Mengingat yang hadir dalam pertemuan itu adalah tokoh-tokoh politik dan pelaku-pelaku bisnis raksasa, maka imajinasi masyarakat 20:80 itu harus dipandang sebagai hal yang tidak main-main. Mereka pasti punya alasan kuat sampai pada kesimpulan tersebut, bahkan jikalau alasan itu adalah alasan-alasan yang membenarkan mengalirnya keuntungan atau kesejahteraan dunia ke kantong-kantong pribadi mereka yang jumlahnya hanya 20 persen itu. Mungkin saja itu bukan hal imajinasi lagi, tetapi lebih merupakan skenario yang sedang dan akan terus mereka jalankan.
Tidak hanya di lapangan ekonomi saja lapis kecil, 20 % mengendalikan sumber daya ekonomi yang jauh lebih banyak, tetapi ini juga harus didukung oleh bangunan politik yang senada, dan bangunan politik itu adalah demokrasi poliarki.

Ketika reformasi adalah juga bermakna sebagai Politik Pintu Terbuka fase 3 (fase 1 tahun 1870-an, fase ke 2 mulai tahun 1966, awal Orde Baru), maka itu berarti bahwa ketika selama Orde Baru pintu baru dibuka setengahnya bagi masuk-keluarnya modal asing, maka saat reformasi pintu itu menjadi terbuka penuh. Imajinasi masyarakat 20 : 80 mendapatkan momentum untuk realisasinya di bumi Indonesia. Cita-cita konsentrasi kekayaan, kesejahteraan pada lapis 20 % ini dengan turunnya rejim Soeharto seakan mendapatkan momentumnya untuk menjadikan Indonesia sebagai ladang perburuan yang semakin terbuka.

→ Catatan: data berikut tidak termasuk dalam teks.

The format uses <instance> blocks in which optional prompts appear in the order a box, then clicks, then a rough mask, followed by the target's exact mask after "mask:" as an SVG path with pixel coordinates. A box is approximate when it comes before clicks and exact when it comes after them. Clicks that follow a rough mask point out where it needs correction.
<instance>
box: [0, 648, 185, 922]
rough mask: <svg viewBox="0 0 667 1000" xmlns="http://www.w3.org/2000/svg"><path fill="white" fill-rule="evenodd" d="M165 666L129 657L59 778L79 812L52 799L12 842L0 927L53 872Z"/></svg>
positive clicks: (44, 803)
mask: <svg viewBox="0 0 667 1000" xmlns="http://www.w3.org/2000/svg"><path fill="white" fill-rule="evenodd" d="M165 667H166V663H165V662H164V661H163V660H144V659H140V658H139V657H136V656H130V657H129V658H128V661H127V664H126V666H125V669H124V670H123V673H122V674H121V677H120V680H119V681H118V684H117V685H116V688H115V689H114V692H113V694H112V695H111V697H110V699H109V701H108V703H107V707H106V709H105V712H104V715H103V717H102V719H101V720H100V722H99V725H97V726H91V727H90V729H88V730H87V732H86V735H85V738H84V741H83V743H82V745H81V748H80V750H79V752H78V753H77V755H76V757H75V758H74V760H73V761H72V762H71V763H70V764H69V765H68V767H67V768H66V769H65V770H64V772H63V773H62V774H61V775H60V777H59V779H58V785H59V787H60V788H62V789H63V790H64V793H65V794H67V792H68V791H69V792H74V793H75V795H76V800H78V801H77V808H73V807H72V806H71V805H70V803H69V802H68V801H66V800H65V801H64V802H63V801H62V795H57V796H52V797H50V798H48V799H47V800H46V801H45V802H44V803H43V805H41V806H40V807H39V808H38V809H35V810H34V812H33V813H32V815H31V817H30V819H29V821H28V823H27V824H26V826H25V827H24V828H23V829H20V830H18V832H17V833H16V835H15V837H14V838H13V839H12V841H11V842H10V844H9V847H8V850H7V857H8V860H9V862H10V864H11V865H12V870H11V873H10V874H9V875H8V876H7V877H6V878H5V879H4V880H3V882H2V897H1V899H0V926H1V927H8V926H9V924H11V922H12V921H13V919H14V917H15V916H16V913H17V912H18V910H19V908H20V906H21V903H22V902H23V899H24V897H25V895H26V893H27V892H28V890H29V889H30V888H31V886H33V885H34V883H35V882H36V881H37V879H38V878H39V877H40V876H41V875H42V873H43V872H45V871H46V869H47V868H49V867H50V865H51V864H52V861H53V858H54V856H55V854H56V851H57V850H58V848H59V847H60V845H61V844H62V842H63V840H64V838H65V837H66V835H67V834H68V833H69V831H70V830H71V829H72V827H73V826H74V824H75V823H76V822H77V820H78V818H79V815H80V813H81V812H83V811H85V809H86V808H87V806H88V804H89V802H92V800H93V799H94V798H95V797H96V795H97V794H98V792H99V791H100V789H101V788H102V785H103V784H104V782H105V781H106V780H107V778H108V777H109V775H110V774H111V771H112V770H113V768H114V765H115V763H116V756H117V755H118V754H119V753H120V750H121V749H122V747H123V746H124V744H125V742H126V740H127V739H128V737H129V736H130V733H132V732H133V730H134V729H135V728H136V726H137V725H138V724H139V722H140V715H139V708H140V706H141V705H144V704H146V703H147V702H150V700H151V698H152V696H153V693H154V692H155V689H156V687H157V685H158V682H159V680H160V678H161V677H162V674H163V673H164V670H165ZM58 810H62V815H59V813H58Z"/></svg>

Maka ketika wujud politik sudah terbangun sesuai dengan kepentingan masyarakat 20 : 80, dan bangunan demokrasi yang ada sudah dirasa kompatibel dengan kepentingan masyarakat 20:80, itulah saat ketika rejim 20:80 ini memasuki fase stabilisasi. Pasca pemilihan presiden 2009 ini harus juga kita maknai sebagai fase stabilisasi rejim 20:80. Mengapa demikian? Output akhir dari desain politik demokrasi poliarki adalah kekuasaan tetap di tangan elit, yang dalam hal ini adalah elit yang siap sedia bekerja sama dengan kepentingan- kepentingan global, terlebih dengan Amerika dan sekutu-sekutunya, perusahaan-perusahaan transnasional, dan big businessman. Bekerja sama di sini harus dipandang sebagai ada pihak yang melayani dan yang dilayani, bukan dalam arti kerjasama yang setara sebagai sama-sama bangsa merdeka. Artinya adalah peta geopolitik internasional itu tetap tidak berubah. Melawan ini tentu saja penuh tantangan. Dan ini memang harus dilawan karena akankah kita diam diri ketika berlangsung proses terkonsentrasinya kesejahteraan hanya di lapis segelintir orang saja? Bukankah itu menyimpang dari semangat diproklamasikan NKRI ini seperti yang ditulis dalam Pembukaan UUD 1945?